Today we know that Epstein and Bill Gates collaborated extensively. Their collaboration included work on planning pandemics and developing vaccines. Bill Gates even publicly mused about reducing the population through vaccination programs and “reproductive health.”
A whole long book could be written about these topics, and about Jeffrey Epstein’s employers, the Rothschild banking family who have been active in fomenting and funding many wars over the past two centuries. There is much circumstantial evidence that they may have played a role in instigating the current conflict in Ukraine, which is corroborated in Epstein’s 2014 correspondence with Arianne de Rothschild.

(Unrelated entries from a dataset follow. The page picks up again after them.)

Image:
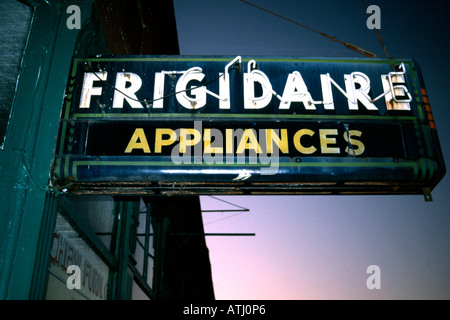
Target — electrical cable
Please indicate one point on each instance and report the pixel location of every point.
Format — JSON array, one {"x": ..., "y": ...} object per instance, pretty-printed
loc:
[{"x": 332, "y": 38}]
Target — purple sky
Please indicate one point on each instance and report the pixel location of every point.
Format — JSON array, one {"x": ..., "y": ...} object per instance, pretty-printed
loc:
[{"x": 319, "y": 247}]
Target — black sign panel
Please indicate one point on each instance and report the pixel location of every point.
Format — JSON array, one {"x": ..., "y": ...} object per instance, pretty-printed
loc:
[{"x": 221, "y": 125}]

In light of all this, we must question the continued predictions about new pandemics, climate alarmism, attacks on farmers and food production systems, the “elites’” obsession with overpopulation, and other seemingly contrived crises, all of which seem to undermine life-sustaining systems humanity has created over decades and centuries, and push humanity closer to cataclysmic crises that could materialize in the future.
This may seem far fetched perhaps. But having witnessed many instances of “stupidity” over the past few years alone, we should be extra vigilant about the possibility of malice. Otherwise, we all risk slow-walking across no-man’s land like General Haig’s two million troops, resigned to the idea that complying and following orders is the right thing to do, or that non-compliance could be risky.